Surat Kabar 30: Sebuah Patah Hati Terhebat
10 April (2004)
Aku. Adalah seorang yang berusia sembilan tahun, mengenakan dress kuning bergambar Teletubbies. Berdiri, dan belum sempat mandi. Membacakan sebuah syair yang sama sekali tak kupahami bahasanya di hadapan manusia-manusia yang bungkam.
Begitu antusias, karena kuyakin; Tuhanku mendengarkan.
Lengang ....
Lihatlah pada jejak langkah kecil di tanah merah itu! Jejak dari sandalku yang beralas licin. Satu kali, dua kali, berkali-kali hampir tergelincir. Ibuku menjulurkan tangannya, menggenggam erat sekujur tubuhku agar tak terjatuh di sepanjang jalan ke rumah.
Di salah satu pintu rumah yang selalu tertutup, hanya aku dan ibuku. Di sanalah, tempatku menerjemahkan segala bahasa.
Pensil yang selalu diraut dengan amat runcing telah patah, kusimpan bangkai pensil dalam tas hitam bergambar Teletubbies.
Aku menjadi salah satu manusia yang mau tidak mau harus mencatat terjemahan dari tiap larik syair dengan darah dari jemariku yang mungil dan masih belum kokoh.
Aku mengusahakan tidur di lantai ruang tamu depan TV. Berharap saat terbangun kudapati sebuah tempat tidur dengan seprai berwarna hijau bermotif, bantal berwarna merah bergaris, dan selimut berwarna kuning polos.
Mataku terbuka di tempat yang sama, terbangun oleh suara lembut ibuku yang membisikanku untuk berpindah dari mimpi.

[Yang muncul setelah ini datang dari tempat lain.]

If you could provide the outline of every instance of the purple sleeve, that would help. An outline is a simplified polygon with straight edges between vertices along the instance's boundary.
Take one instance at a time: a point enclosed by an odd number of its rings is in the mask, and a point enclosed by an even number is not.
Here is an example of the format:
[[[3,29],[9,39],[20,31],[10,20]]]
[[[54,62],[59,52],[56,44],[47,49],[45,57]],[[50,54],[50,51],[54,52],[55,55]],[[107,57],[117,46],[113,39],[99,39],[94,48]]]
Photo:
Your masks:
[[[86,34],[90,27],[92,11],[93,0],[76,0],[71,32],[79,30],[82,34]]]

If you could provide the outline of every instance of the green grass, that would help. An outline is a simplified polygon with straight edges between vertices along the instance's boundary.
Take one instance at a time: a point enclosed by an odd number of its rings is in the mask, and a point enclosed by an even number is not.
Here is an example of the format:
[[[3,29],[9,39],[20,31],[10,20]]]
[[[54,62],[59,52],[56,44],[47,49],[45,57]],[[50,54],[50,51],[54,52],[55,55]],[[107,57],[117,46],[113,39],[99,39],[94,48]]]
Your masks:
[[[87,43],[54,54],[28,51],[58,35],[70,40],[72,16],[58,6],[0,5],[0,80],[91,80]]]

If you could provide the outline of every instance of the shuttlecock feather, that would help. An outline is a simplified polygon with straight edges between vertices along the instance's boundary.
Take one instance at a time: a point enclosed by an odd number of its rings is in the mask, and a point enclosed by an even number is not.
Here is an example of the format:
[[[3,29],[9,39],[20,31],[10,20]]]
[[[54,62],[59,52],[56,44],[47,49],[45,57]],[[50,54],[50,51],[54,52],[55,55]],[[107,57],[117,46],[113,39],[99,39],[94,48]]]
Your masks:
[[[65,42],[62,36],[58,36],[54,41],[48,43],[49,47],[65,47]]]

Aku memiliki banyak mimpi. Mimpi pada saat mata tertutup, dan mimpi pada saat mata terbuka. Meski banyak orang yang hidup tanpa memimpikan sesuatu pun sejak awal, aku tetap memercayai mimpi.
Menyentuh warna pelangi, adalah salah satu dari banyaknya mimpi. Mejikuhibiniu, seperti warna kursi lipat di terasku.
Meski hal-hal di sekitarku dipenuhi dengan warna, tapi, bagiku, warnaku hanyalah hitam, putih, dan kadang abu-abu — sejak saat itu.
Ada banyak hal dalam diriku yang tidak dikeluarkan, kata-kata bahkan air mata.
Namun, ketika semua orang mengatakan "Kamu harus kuat!" Sebenarnya, aku sudah lebih kuat seribu kali.
Karena ada saat aku yang sebelumnya ringkih mulai memercayai bahwa sesuatu hal yang hilang tidak bisa terganti. Dan mulai memahami bahwa waktu yang berlalu, tidak bisa kembali.